Biological cells are extremely sensitive to temperature. What is the mechanism? We compute the thermal stabilities of the whole proteomes of Escherichia coli, yeast, and Caenorhabditis elegans using an analytical model and an extensive database of stabilities of individual proteins. Our results support the hypothesis that a cell's thermal sensitivities arise from the collective instability of its proteins. This model shows a denaturation catastrophe at temperatures of 49–55°C, roughly the thermal death point of mesophiles. Cells live on the edge of a proteostasis catastrophe. According to the model, it is not that the average protein is problematic; it is the tail of the distribution. About 650 of E. coli's 4300 proteins are less than 4 kcal mol−1 stable to denaturation. And upshifting by only 4° from 37° to 41°C is estimated to destabilize an average protein by nearly 20%. This model also treats effects of denaturants, osmolytes, and other physical stressors. In addition, it predicts the dependence of cellular growth rates on temperature. This approach may be useful for studying physical forces in biological evolution and the role of climate change on biology.

Introduction

Small changes in temperature can have a large impact on biological cells. Changes of a few degrees can reversibly rescue cancer-prone fibroblast cells from cancer (1), selectively kill pancreatic cancer cells (the Lance Armstrong effect) (2,3), or shift the ratio of males to females in reptile embryos (4,5). Temperature is a key coupler of the biosphere to the geosphere: few-degree changes are believed to have caused major evolutionary marine extinctions and mammalian turnover (6,7). Small differences in temperature can affect rates of genetic divergence and speciation (8) and can be the difference between the optimal and dangerous temperatures for some species (9). Cells have evolved substantial machinery to handle the thermal denaturation of the proteome including stress-responsive signaling pathways that transcriptionally upregulate proteostasis capacity including chaperones, chaperonins, folding enzymes, and coupled disaggregation and degradation activities (10,11). When heat-shock protein HSP90 is impaired, improperly chaperoned proteins are prone to faster evolution and cancer (12,13).

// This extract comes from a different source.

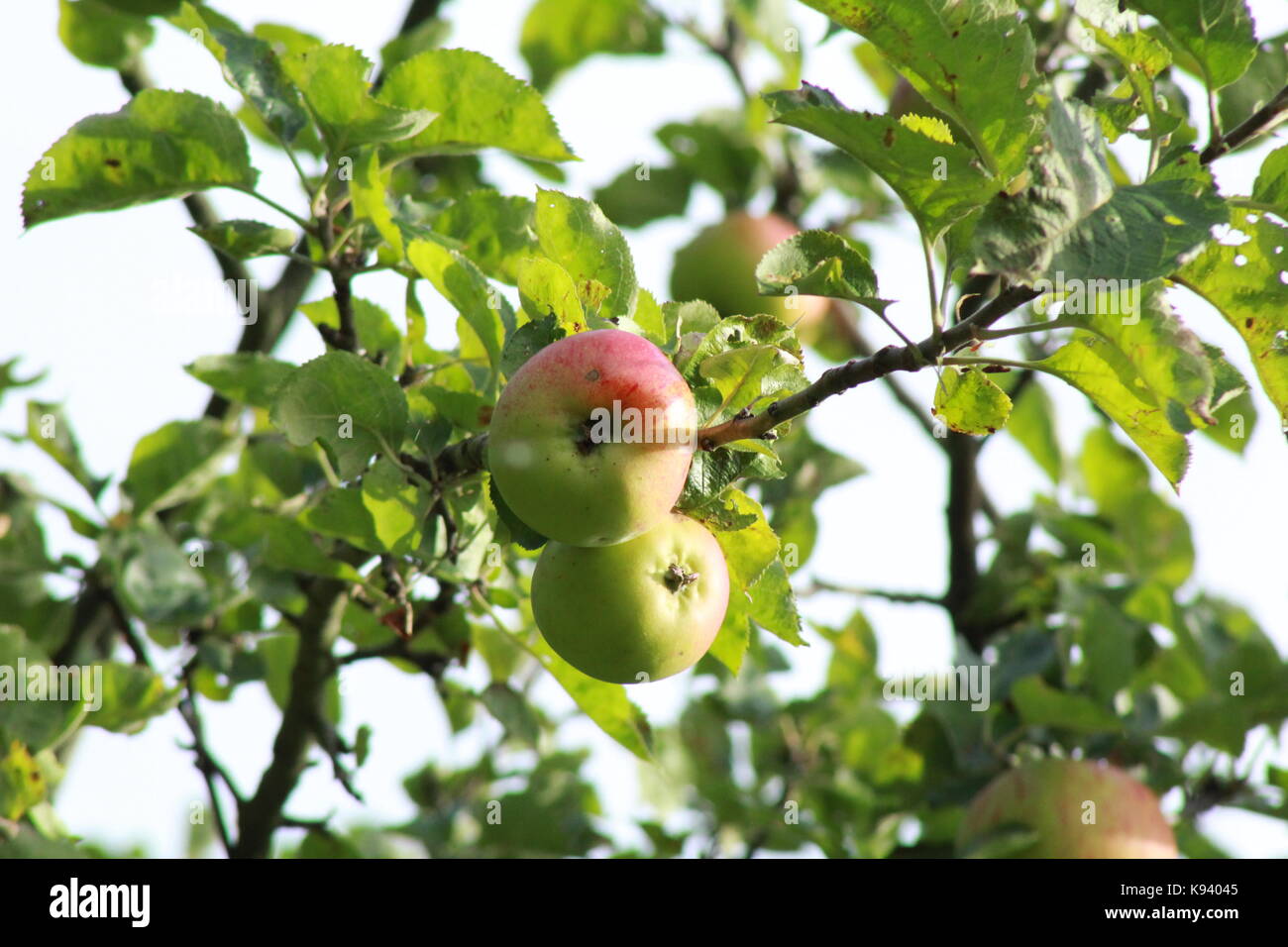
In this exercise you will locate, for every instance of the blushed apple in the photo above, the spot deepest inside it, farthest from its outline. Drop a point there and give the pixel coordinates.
(590, 441)
(638, 611)
(719, 265)
(1052, 796)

By what mechanism are cells so sensitive to temperature? The breadth of consequences listed above points to a general mechanism rather than to a few specific genes or proteins. Biological thermal sensitivities are not likely due to physical kinetics or diffusion, which are proportional only to RT, or to kinetic activation barriers, which appear to be too high by >400 kJ/mol (14,15). Because proteins are both the least stable and most common biomolecule (Escherichia coli is ∼17% protein and 7% nucleic acids by volume), it is plausible that such high thermal sensitivities are because cellular proteins are poised near their denaturation phase boundaries (14,15). In support of this view, cells undergo sharp death transitions from external physical factors such as high pressure, chemical denaturants, toxic material, and acids or bases—all the types of agents that can sharply denature proteins.

Model

Here, we develop a quantitative model for exploring the hypothesis that cells live near the edge of a proteostasis catastrophe. Our calculations are based on two observations. First, extensive data on the reversible folding stabilities of 63 globular proteins show that the dominant dependence of the thermal properties of proteins is simply on the chain length of the protein (16,17). There is little systematic dependence of a protein's stability on its native fold, its secondary or tertiary structure, or its amino acid composition (17). This data has recently been captured in a model for the free energy of folding, Δ_G_, as a function of temperature, T, and chain length, L (17),

ΔG(T,L)=ΔH(L)+ΔCp(L)(T−Th)−TΔS(L)−TΔCp(L)lnTTs, (1)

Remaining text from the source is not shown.